NetBSD Problem Report #52671
From www@NetBSD.org Sun Oct 29 15:19:38 2017
Return-Path: <www@NetBSD.org>
Received: from mail.netbsd.org (mail.netbsd.org [199.233.217.200])
(using TLSv1.2 with cipher ECDHE-RSA-AES256-GCM-SHA384 (256/256 bits))
(Client CN "mail.NetBSD.org", Issuer "mail.NetBSD.org CA" (not verified))
by mollari.NetBSD.org (Postfix) with ESMTPS id B91577A1C8
for <gnats-bugs@gnats.NetBSD.org>; Sun, 29 Oct 2017 15:19:38 +0000 (UTC)
Message-Id: <20171029151937.D6D967A1EC@mollari.NetBSD.org>
Date: Sun, 29 Oct 2017 15:19:37 +0000 (UTC)
From: gralph@post-ist-da.de
Reply-To: gralph@post-ist-da.de
To: gnats-bugs@NetBSD.org
Subject: The ignorecase option is not handeled correctly in vi for unicode characters
X-Send-Pr-Version: www-1.0
>Number: 52671
>Category: bin
>Synopsis: The ignorecase option is not handeled correctly in vi for unicode characters
>Confidential: no
>Severity: non-critical
>Priority: medium
>Responsible: bin-bug-people
>State: closed
>Class: sw-bug
>Submitter-Id: net
>Arrival-Date: Sun Oct 29 15:20:00 +0000 2017
>Closed-Date: Mon Oct 30 07:58:54 +0000 2017
>Last-Modified: Sun Nov 12 16:35:01 +0000 2017
>Originator: Ralph Geier
>Release: 7.1
>Organization:
>Environment:
NetBSD madeira NetBSD 7.1 (GENERIC.201703111743Z) i386
>Description:
For unicode characters ignorecase seems not to work.
>How-To-Repeat:
Open a new file with vi, set the 'ignorecase' option and try to search
for german 'umlauts', e.g. in:
während Ähren
>Fix:
The following patch seems to fix it.
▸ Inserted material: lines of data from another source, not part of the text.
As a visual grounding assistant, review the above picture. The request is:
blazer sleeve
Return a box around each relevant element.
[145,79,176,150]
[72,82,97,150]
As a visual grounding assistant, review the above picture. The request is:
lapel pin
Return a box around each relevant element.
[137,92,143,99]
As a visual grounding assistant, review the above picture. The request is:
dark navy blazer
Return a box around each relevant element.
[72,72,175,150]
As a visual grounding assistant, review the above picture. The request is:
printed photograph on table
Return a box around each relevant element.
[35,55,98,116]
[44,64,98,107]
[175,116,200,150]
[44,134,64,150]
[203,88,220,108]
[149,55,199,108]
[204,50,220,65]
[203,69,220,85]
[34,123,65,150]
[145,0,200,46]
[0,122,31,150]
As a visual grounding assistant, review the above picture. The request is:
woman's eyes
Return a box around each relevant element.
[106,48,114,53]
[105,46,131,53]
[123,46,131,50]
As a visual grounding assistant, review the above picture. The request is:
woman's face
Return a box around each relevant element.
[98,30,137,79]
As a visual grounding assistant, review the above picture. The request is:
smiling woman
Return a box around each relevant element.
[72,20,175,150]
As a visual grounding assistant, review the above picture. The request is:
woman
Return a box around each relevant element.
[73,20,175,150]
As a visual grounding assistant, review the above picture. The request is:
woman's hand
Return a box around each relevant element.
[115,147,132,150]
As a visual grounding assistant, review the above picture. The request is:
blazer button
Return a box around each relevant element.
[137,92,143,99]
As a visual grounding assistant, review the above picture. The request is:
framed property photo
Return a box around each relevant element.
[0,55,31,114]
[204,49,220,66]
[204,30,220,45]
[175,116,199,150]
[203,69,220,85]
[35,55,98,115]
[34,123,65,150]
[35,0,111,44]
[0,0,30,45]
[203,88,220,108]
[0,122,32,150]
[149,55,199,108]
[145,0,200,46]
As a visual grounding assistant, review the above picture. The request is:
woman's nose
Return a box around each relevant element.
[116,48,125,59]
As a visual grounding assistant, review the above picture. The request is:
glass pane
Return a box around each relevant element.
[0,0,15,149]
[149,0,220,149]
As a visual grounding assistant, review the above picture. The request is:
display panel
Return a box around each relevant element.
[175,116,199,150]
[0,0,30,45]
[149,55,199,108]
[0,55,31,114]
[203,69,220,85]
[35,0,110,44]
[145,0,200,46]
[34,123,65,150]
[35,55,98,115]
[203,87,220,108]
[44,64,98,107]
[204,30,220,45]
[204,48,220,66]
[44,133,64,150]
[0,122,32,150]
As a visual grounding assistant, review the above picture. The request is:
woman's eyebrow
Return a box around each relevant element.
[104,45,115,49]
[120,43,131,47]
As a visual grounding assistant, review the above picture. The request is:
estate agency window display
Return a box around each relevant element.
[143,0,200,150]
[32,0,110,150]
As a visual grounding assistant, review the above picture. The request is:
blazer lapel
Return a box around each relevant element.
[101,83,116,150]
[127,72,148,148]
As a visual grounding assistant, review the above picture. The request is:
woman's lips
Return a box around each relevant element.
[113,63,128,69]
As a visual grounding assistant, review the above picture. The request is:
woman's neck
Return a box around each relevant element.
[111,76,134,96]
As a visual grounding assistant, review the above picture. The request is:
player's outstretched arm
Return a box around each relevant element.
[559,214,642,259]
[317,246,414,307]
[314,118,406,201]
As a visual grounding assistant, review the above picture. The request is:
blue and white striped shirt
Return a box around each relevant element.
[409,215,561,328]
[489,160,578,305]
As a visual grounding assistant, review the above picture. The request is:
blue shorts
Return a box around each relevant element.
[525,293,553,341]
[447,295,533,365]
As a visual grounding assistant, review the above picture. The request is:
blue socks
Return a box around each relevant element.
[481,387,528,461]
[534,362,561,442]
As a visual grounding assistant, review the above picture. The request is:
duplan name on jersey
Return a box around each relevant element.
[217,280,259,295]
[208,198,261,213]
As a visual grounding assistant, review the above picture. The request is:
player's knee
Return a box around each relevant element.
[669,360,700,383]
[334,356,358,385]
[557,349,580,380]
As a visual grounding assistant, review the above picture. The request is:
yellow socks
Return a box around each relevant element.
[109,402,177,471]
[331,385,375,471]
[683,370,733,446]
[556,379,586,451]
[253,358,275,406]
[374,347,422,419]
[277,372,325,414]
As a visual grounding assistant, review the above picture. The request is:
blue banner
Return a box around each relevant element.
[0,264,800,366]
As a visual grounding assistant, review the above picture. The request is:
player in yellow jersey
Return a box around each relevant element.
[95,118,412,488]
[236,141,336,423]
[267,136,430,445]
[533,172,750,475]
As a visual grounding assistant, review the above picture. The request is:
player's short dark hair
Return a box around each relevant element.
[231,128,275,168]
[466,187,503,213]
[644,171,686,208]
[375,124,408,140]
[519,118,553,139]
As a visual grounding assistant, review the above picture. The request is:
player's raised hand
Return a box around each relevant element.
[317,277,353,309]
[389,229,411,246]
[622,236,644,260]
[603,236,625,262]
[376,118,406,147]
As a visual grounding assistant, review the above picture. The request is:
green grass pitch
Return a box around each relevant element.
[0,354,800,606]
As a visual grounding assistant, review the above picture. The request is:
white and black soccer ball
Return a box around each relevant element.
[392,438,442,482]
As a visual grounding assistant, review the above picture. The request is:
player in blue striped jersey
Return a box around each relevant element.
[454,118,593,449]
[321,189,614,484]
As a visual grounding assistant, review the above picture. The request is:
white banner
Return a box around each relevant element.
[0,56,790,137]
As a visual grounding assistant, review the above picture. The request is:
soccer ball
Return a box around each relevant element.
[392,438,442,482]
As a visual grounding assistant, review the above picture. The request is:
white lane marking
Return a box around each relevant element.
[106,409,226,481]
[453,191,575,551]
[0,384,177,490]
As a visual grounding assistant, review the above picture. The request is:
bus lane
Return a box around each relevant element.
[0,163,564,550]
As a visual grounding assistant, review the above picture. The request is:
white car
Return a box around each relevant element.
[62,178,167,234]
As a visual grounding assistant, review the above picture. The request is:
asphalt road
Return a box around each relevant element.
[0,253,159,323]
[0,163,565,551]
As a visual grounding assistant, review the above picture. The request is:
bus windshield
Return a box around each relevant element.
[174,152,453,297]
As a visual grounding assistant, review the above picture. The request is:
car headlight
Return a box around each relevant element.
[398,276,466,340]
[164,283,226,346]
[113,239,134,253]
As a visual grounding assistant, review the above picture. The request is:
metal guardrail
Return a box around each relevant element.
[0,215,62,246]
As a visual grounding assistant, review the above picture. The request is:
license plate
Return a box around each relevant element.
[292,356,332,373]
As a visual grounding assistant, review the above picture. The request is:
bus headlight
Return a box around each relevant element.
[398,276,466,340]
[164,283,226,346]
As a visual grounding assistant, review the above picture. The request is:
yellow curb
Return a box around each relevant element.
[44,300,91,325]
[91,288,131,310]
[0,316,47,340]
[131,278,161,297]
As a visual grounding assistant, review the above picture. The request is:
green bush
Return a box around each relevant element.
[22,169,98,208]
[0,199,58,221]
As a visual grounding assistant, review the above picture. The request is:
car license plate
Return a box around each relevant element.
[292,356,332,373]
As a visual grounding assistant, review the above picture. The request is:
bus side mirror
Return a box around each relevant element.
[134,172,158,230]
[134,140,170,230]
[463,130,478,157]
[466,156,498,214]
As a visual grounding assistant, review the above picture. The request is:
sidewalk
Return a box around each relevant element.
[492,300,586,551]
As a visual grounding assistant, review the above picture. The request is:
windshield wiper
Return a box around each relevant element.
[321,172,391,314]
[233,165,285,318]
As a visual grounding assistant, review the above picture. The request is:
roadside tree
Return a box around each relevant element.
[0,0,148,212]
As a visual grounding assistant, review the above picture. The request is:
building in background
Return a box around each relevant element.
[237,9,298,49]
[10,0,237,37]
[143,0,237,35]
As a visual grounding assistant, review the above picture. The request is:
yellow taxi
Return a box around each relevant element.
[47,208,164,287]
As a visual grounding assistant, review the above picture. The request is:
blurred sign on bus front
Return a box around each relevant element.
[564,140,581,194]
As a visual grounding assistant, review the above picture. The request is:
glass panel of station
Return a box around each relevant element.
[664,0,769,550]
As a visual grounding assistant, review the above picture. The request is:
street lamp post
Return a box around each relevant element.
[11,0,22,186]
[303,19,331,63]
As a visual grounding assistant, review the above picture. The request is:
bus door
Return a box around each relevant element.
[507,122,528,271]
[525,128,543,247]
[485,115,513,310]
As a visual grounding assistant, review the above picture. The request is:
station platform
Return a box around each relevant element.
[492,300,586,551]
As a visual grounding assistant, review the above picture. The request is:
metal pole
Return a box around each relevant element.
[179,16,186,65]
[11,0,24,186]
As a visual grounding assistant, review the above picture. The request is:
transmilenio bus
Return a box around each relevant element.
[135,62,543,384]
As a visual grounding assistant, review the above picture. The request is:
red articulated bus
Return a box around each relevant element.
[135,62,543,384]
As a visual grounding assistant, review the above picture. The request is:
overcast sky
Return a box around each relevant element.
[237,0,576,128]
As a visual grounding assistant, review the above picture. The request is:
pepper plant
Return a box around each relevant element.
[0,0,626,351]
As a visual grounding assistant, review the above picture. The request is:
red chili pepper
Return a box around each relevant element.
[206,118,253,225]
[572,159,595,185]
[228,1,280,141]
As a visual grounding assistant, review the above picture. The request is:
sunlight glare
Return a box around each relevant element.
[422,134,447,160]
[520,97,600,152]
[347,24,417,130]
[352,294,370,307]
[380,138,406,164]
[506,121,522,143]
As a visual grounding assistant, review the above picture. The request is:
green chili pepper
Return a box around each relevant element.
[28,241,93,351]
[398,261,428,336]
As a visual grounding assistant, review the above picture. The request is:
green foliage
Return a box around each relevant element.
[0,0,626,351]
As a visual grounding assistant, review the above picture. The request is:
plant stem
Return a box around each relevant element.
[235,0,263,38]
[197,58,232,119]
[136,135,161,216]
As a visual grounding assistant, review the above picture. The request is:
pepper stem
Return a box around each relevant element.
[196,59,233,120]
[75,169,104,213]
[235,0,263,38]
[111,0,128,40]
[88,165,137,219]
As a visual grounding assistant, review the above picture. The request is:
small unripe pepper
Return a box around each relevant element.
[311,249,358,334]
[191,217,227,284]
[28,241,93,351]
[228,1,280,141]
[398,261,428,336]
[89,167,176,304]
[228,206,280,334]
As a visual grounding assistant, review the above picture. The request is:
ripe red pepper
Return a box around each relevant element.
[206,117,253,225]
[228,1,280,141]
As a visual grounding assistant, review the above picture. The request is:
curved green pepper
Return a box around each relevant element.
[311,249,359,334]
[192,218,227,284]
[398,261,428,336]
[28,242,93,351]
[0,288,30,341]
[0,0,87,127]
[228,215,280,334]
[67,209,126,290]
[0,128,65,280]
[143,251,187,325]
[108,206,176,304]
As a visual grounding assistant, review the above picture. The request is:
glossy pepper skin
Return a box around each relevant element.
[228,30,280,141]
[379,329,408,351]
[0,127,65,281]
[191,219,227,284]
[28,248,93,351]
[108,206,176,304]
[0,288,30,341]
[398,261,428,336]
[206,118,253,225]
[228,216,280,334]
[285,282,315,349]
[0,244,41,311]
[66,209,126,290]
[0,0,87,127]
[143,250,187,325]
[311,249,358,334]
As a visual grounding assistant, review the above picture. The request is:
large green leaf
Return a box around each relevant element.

I did not investigate really
deeply. I replaced some character classification/conversion functions
by macros which use the multibyte aware versions where necessary, as it
has been done similarly in the course of the NetBSD 'local changes' for
the same source file.
Note that I had to introduce an ISALPHA2 macro, because the NetBSD
local changes implement an ISALPHA which is restricted to the ASCII
character set, and not suitable here.
Index: multibyte.h
===================================================================
RCS file: /cvsroot/src/external/bsd/nvi/dist/common/multibyte.h,v
retrieving revision 1.2
diff -u -r1.2 multibyte.h
--- multibyte.h 22 Nov 2013 15:52:05 -0000 1.2
+++ multibyte.h 29 Oct 2017 13:09:49 -0000
@@ -53,6 +53,7 @@
#define ISCNTRL iswcntrl
#define ISGRAPH iswgraph
#define ISLOWER iswlower
+#define ISALPHA2 iswalpha
#define ISPUNCT iswpunct
#define ISSPACE iswspace
#define ISUPPER iswupper
@@ -86,6 +87,7 @@
#define ISCNTRL iscntrl
#define ISGRAPH isgraph
#define ISLOWER islower
+#define ISALPHA2 isalpha
#define ISPUNCT ispunct
#define ISSPACE isspace
#define ISUPPER isupper
Index: regcomp.c
===================================================================
RCS file: /cvsroot/src/external/bsd/nvi/dist/regex/regcomp.c,v
retrieving revision 1.5
diff -u -r1.5 regcomp.c
--- regcomp.c 26 Jan 2014 21:47:00 -0000 1.5
+++ regcomp.c 29 Oct 2017 13:10:01 -0000
@@ -752,7 +752,7 @@
int ci;
for (i = p->g->csetsize - 1; i >= 0; i--)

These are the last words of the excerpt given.